Two and a half cups of tea later, I had created a pitiable piece highlighting the three real estate attorney positions that I have held since 1983. The most recent of those jobs was working for myself doing conveyancing work; another, for my family's real estate firm. As I finished, I wasn't sure whether to laugh or cry. My resume was a half page long. I handed a copy to my daughter, who was home for her usual Sunday visit (she was actually visiting our free washing machine and dryer). "Wow, Mom, you're really much better than you appear on paper," she sympathized. It dawned on me that at 25, her resume was more interesting than mine. "You really could elaborate on that Temple Sisterhood Presidency," she suggested, trying to be helpful.

"I need to make this better," I thought, which lead to a "Please help" plea to my husband. In a flash, he jumped over to his highly organized briefcase on the kitchen table and seemingly without effort pulled out a copy of his own resume, no less than four pages long (Pahleeze...). "Take a look at this," he said, "Maybe it will help." I proceeded to spill what remained of my of tea (accidently, of course) all over it.

I took the wet mess up to my office to peruse his accomplishments. There was "extensive experience" and "market capitalization." There was an addendum page on "Leadership" and "Negotiations." I was so impressed by this man who is my partner: The very same man who took out the garbage, fixed toilets, opened the mail each evening while sipping his Johnny Walker Black. This was the very same man who often fell asleep on the couch next to me in the evening. He was also this amazing professional. "Wow," I thought as I read his resume, "This is really disturbing."

I was perturbed because Mike and I graduated from law school together.
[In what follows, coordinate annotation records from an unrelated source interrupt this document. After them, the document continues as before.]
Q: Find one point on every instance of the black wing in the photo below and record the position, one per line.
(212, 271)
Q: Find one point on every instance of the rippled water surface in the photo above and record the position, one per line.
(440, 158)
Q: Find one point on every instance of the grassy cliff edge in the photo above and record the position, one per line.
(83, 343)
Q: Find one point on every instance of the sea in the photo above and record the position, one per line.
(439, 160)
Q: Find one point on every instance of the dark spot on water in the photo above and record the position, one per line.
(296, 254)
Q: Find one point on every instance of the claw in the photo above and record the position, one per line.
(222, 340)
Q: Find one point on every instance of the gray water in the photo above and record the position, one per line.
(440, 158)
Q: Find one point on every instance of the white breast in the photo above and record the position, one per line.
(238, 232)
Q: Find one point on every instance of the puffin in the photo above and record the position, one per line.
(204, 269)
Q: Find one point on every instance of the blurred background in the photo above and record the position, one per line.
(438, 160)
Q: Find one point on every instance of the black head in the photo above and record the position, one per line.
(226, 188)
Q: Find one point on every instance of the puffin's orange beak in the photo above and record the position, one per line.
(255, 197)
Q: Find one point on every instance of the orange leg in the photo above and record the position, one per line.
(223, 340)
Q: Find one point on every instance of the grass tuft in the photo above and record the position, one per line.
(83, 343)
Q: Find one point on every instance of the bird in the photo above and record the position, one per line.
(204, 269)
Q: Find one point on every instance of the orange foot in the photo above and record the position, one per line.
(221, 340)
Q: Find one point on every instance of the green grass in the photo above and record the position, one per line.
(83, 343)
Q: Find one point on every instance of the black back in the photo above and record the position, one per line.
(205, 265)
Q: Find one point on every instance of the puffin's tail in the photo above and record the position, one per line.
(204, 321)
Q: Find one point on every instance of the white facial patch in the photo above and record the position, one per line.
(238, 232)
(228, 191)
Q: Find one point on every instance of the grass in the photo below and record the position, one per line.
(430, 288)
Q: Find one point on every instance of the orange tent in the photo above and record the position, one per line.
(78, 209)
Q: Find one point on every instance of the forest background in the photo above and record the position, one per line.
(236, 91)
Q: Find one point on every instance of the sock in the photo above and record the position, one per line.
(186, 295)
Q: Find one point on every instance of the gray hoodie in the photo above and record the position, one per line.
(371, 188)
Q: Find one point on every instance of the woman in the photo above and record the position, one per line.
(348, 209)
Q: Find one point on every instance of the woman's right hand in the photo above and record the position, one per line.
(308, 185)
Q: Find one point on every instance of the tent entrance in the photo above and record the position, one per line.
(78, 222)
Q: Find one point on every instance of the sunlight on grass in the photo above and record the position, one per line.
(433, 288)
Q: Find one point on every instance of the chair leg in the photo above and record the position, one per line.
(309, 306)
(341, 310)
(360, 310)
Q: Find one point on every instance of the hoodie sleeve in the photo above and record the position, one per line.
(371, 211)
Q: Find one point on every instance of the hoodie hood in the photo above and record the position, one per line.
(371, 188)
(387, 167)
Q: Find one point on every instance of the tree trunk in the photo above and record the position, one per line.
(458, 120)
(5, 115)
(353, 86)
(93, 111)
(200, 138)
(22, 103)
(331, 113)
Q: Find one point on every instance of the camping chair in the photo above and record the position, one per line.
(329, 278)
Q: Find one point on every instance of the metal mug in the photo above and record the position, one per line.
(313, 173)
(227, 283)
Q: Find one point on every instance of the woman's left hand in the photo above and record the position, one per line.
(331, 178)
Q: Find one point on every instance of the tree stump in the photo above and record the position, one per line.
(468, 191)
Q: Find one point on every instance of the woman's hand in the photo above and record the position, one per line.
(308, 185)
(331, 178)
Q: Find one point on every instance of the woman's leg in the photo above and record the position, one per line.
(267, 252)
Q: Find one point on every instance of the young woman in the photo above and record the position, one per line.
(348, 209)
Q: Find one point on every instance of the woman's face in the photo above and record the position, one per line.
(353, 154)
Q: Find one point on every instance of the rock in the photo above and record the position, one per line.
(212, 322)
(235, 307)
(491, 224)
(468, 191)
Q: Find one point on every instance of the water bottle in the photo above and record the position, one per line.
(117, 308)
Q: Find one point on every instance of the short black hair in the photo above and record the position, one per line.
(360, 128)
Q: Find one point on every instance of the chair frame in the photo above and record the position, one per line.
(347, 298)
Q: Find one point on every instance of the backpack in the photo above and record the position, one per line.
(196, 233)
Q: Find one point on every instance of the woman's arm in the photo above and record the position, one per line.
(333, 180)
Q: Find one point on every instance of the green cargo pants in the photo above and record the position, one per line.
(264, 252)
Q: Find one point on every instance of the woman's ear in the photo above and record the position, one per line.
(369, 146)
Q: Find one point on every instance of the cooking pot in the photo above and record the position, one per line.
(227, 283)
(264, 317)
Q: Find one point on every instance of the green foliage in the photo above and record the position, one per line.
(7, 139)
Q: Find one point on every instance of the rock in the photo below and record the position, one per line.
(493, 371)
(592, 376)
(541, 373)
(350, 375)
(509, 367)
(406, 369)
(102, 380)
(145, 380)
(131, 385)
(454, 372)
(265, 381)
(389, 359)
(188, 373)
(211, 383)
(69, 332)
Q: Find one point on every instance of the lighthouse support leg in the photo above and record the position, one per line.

We passed the bar together, got our first jobs at big downtown law firms within days of each other. In our early professional years we literally walked the same path to work, from our condo in the North End, to a café for a coffee and a Glorious Morning muffin, then to work for about ten hours until we walked home together through narrow streets lined with Italian bakeries. Now he had four pages of accomplishments seemingly jumping off the paper. Me? Not so much. I wondered, "Could I have been he?" "Should I have been he?"

Being forced to face my professional accomplishments on paper, or lack thereof, was a jolt of reality. It truly never really bothered me that Mike and I took different paths; that I chose to work part-time and be the primary caretaker of our children. Until I faced that sad, half empty piece of paper, I never thought about the fact that it would be really hard to fill a section entitled "Professional Accomplishments" if I did not make that a priority in my life.

As I finished up my resume and shot the crumpled pages of Mike's damp resume in the circular file under my desk, I thought about a Woody Allen line that Mike has made his own: "I've worked really hard to work this hard." And he has. My path has taken me elsewhere, and my life has been filled with experiences that just don't fit that well on the stark white of the resume paper.

The list of professional accomplishments on my resume left out everything that was important to me -- the relationships I've nurtured, the friends made, the time spent raising children with purpose and integrity. I was not able to list "drove to Portsmouth, Rhode Island for son's three-hour track meet" or "visited Dad in nursing home" under Professional Accomplishments. Nor was I able to list "learned to read torah for son's bar mitzvah" or "drove downtown to bring daughter extra key when she locked herself out of apartment" or "spent two hours in the car just talking with teenage daughter" or "perfected mom's chicken soup," or the million other little things that have made my life meaningful.

And so: If my resume is short, that's ok by me. After all, resumes don't often list any of the really important things in life.